Yields on Treasuries fell to record lows in 2008 as investors fled corporate bonds and stocks for the safety of government debt. Libor rose even as central banks slashed interest rates, jumping from 2.82 percent in the days before Lehman’s bankruptcy.

U.S. companies have sold a record $600 billion of bonds so far this year, up from about $500 billion in the same period of 2007. Rates on 30-year fixed mortgages are about 1.8 percentage points more than 10-year Treasuries, down from 3.27 percentage points in December. Morgan Stanley’s MSCI World Index of stocks is up almost 38 percent from its low this year in March.

While financial markets are improving, more than 60 U.S. financial institutions have collapsed over the past two years. In its latest quarterly survey of senior loan officers, the Fed found that more than 70 percent of respondents said bad loans will rise should the economy progress "in line with consensus forecasts."

Libor-OIS, which indicates banks’ reluctance to lend, fell to 0.45 percentage point last week, the lowest level since February 2008. Still, futures indicate the measure is about two years away from shrinking to 0.25 percentage point. That’s the level former Fed Chairman Alan Greenspan has said would be considered "normal."

The BBA asks member banks each morning how much it would cost them to borrow from each other for 15 different periods, from overnight to one year, in currencies from dollars to euros and yen. It then calculates averages, throwing out the four highest and lowest quotes, and publishes them after 11:30 a.m. in London.

Libor would have been 0.67625 percent on May 22 when including the four highest and lowest quotes, above the 0.66 percent reported rate. JPMorgan Chase reported the lowest rate, at 0.59 percent, and Royal Bank of Canada the highest, at 0.94 percent.

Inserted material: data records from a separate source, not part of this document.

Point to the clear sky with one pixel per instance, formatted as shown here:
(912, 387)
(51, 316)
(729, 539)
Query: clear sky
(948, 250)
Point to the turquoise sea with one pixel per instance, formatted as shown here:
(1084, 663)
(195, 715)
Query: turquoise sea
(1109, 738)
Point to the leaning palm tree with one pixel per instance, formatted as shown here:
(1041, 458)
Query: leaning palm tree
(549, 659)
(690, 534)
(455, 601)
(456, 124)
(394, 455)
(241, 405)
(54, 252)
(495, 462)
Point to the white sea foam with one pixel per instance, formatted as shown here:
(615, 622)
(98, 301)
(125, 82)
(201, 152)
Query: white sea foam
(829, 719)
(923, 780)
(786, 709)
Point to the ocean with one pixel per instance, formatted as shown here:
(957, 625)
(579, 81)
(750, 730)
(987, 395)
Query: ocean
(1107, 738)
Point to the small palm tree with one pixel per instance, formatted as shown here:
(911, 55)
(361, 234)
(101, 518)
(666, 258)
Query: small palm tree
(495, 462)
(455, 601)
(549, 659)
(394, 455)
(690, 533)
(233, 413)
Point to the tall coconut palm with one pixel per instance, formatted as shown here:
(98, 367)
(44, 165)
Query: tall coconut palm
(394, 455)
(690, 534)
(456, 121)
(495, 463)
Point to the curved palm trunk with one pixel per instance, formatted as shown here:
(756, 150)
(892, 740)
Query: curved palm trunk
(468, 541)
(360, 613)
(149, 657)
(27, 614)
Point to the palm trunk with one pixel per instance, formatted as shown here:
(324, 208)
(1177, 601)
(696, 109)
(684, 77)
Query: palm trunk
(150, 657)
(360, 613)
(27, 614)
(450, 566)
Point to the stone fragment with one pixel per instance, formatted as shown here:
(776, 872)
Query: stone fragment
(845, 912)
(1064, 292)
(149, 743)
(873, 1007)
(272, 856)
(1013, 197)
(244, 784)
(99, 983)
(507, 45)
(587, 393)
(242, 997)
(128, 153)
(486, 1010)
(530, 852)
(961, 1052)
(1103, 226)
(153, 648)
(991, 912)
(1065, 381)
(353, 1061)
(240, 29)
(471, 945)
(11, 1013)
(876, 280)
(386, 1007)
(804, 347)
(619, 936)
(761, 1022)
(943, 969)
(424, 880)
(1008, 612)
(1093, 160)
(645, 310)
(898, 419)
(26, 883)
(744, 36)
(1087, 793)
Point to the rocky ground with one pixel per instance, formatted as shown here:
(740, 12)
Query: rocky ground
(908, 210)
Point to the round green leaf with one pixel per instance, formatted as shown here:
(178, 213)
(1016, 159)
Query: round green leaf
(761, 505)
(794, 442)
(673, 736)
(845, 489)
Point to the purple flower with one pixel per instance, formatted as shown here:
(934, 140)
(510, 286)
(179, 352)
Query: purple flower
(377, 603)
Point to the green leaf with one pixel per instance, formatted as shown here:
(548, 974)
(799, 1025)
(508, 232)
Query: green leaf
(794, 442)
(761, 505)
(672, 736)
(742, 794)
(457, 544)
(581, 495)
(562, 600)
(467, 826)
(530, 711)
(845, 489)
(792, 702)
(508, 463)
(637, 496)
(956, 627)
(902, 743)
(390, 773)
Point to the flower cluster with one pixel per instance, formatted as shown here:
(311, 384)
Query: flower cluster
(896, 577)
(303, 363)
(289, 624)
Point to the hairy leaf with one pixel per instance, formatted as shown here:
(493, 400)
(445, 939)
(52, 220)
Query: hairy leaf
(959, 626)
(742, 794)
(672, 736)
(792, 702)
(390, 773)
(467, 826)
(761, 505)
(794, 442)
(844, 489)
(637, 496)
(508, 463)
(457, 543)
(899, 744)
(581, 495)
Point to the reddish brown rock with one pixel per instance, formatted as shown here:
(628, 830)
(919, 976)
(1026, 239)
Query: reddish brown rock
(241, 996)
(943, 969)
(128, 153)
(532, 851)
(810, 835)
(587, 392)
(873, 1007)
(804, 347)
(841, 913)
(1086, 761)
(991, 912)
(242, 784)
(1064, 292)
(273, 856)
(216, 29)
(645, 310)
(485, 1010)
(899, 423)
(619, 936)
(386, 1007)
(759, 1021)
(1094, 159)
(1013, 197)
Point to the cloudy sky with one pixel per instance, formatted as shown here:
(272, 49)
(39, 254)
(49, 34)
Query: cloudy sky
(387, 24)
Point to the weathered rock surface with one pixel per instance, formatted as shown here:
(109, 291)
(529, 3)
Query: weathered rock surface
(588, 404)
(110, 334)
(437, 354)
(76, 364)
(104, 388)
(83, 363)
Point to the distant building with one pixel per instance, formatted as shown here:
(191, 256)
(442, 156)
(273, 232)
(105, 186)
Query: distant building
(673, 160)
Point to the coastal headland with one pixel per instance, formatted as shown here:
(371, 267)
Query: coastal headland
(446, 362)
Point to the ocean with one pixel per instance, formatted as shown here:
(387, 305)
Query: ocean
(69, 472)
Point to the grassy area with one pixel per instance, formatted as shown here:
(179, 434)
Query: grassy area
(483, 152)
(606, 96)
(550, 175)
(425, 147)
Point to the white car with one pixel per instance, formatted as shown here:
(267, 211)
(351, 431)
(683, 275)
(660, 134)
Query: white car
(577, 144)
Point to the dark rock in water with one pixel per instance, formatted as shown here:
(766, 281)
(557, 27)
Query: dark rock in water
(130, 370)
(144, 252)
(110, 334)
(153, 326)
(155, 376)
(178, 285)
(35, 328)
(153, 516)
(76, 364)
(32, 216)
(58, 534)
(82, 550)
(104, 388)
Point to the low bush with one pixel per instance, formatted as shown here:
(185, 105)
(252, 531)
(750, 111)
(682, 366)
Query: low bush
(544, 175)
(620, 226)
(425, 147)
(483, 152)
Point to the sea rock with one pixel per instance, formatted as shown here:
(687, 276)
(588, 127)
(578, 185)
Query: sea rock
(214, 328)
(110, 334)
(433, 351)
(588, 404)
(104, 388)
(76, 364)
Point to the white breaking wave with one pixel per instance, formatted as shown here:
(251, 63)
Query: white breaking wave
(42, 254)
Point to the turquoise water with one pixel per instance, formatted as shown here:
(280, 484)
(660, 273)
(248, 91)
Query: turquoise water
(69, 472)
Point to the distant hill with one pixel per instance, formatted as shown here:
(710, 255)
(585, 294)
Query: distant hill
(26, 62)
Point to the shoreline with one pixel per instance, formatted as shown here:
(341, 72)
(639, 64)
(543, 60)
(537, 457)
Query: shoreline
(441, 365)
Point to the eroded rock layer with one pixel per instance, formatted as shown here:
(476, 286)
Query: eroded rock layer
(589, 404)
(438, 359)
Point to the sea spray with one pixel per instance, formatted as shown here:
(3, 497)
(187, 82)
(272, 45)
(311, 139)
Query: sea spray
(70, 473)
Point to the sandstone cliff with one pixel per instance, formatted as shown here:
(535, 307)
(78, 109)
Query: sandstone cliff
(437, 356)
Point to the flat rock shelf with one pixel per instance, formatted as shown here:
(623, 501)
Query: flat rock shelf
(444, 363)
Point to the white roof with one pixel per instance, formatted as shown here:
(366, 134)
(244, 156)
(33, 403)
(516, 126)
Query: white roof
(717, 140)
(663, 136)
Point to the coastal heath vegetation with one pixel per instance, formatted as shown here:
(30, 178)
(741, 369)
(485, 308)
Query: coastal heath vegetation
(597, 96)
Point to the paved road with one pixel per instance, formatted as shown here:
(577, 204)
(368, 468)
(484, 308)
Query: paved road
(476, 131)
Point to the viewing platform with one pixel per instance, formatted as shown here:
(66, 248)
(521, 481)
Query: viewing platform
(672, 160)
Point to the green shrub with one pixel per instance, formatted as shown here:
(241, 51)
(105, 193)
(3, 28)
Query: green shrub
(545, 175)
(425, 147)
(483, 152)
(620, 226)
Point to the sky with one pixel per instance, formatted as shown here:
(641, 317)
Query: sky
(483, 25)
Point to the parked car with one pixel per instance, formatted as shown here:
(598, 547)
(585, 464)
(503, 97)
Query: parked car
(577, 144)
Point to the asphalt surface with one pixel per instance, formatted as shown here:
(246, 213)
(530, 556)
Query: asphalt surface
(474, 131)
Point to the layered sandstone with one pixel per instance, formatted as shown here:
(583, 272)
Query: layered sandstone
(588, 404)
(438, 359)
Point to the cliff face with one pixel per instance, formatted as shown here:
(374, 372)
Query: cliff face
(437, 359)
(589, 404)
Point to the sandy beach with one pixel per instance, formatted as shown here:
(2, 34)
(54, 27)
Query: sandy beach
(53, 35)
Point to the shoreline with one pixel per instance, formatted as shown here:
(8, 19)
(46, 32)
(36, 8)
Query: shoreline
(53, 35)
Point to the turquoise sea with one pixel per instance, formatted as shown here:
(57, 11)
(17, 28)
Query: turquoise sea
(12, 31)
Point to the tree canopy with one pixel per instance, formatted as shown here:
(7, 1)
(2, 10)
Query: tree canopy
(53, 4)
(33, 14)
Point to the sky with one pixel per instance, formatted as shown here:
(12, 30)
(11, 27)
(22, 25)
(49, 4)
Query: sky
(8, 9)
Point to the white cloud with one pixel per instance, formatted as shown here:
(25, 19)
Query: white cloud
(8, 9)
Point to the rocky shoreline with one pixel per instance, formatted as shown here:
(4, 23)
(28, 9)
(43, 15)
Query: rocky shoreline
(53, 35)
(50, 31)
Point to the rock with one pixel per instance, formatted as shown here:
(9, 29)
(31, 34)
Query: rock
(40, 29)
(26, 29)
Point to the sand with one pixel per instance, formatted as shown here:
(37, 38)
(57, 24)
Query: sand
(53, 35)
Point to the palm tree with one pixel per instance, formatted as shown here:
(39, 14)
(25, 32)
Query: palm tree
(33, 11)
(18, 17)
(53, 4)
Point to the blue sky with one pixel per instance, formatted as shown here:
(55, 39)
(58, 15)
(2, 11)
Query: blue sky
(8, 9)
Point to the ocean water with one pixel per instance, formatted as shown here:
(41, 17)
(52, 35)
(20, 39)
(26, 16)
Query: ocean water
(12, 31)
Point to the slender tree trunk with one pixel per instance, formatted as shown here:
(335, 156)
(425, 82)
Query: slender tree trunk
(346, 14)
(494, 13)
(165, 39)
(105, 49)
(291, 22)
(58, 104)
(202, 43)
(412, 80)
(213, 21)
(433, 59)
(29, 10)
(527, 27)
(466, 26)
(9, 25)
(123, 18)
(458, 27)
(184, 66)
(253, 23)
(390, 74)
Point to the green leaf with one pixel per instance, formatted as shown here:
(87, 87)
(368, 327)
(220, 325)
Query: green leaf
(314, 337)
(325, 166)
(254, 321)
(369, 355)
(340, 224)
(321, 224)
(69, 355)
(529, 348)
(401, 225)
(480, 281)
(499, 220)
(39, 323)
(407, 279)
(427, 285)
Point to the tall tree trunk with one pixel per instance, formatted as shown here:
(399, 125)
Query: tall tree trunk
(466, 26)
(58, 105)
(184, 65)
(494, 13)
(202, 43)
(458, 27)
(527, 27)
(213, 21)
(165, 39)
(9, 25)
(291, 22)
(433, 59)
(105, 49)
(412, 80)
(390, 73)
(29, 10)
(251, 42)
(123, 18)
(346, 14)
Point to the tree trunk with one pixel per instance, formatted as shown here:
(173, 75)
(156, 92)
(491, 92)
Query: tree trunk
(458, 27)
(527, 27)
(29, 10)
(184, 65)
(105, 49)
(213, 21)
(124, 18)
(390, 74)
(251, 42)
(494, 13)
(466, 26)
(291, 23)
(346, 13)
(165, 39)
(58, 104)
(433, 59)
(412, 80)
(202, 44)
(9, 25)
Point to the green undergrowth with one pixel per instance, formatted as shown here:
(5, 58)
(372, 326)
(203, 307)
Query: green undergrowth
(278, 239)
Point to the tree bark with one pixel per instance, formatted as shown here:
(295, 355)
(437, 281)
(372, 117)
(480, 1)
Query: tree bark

The difference of 35 basis points was the most since Jan. 9, and up from 21 basis points a week earlier. The disparity averaged almost 58 basis points in the fourth quarter, according to John Ewan, a director of the BBA. Royal Bank of Scotland quoted the highest rate about 85 percent of the time since Feb. 19, according to the BBA.

JPMorgan, which has applied to repay the funds it borrowed under the $700 billion financial rescue package, typically quoted the lowest, data show.

"The disparity and the difference is really a signal to the market of who really wants to make some loans and who’s got the ability to make those loans," said Mark MacQueen, partner and money manager at Sage Advisory Services, which oversees $7.5 billion. "A lot of banks are just trying to hold on to what they have and not really make loans."

Libor came under fire last year amid concern that some banks were underestimating borrowing costs to avoid the perception they were in financial straits.Former Bank of England policy Willem Buiter described Libor last year as the "rate at which banks don’t lend to one another."